More than half of an initial sample of insurers of different sizes from across over half of the Member States in
Europe said they believed their organization was ready to meet its Solvency II obligations (or should we focus on the fact that about a third were unsure?). Almost two thirds said they had conducted an ORSA, but fewer than half had it approved. About two thirds believed their Solvency II risk model was fit for purpose, while the rest said they were either undecided or that they believed it was not fit for purpose.
A similar sized sample of asset managers showed that just over half were ready to meet their clients’ Solvency II requirements. However, only about a third said their insurance clients conducted an ORSA. The majority said they did not know.
When asked how confident they were in their understanding of EIOPA’s asset data requirements for Solvency II, one fifth of both groups surveyed said they were ‘very unsure’. The vast majority said they were only ‘somewhat confident’.

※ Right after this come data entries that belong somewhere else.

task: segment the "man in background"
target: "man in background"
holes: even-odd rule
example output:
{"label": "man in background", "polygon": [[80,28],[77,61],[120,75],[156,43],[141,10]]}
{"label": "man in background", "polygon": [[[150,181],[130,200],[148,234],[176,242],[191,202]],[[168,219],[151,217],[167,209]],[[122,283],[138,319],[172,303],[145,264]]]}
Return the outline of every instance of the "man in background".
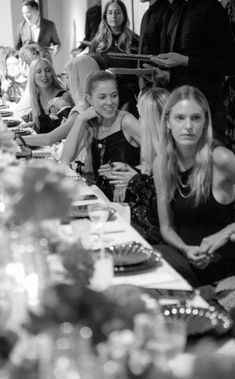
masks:
{"label": "man in background", "polygon": [[168,89],[187,84],[206,96],[217,138],[225,142],[223,77],[233,69],[233,40],[228,17],[218,0],[169,0],[161,53],[151,60],[166,70]]}
{"label": "man in background", "polygon": [[[96,4],[86,12],[85,38],[84,42],[90,42],[95,37],[101,21],[101,0],[96,0]],[[81,43],[76,49],[77,53],[82,52],[87,47],[86,43]]]}
{"label": "man in background", "polygon": [[56,55],[61,43],[54,22],[40,16],[36,1],[24,1],[22,14],[24,21],[18,25],[15,48],[19,50],[25,44],[36,42],[52,55]]}
{"label": "man in background", "polygon": [[[169,3],[168,0],[140,0],[140,2],[149,2],[149,8],[141,21],[138,53],[157,55],[160,53],[162,25]],[[143,67],[143,62],[139,61],[138,67]],[[153,75],[140,77],[139,88],[151,87],[153,78]]]}
{"label": "man in background", "polygon": [[168,0],[140,0],[149,2],[140,27],[139,54],[159,54],[161,30],[164,15],[168,9]]}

It is too early to draw any substantial conclusions from this initial sample. However, the fact that many firms were still waiting for an ORSA approval and given the amount of work needed on the ORSA are certainly worth noting.
The relatively low confidence level in understanding the EIOPA data requirements should also be of concern for all and may be more of an indicator of the level of engagement with preparation across the sample.
The number of Solvency II insurers in europe
So to conclude, there are (delete as appropriate) 4,800/5,300/5,600 insurers in Europe of which 3,600/4,200/4,320 will fall under the scope of Solvency II.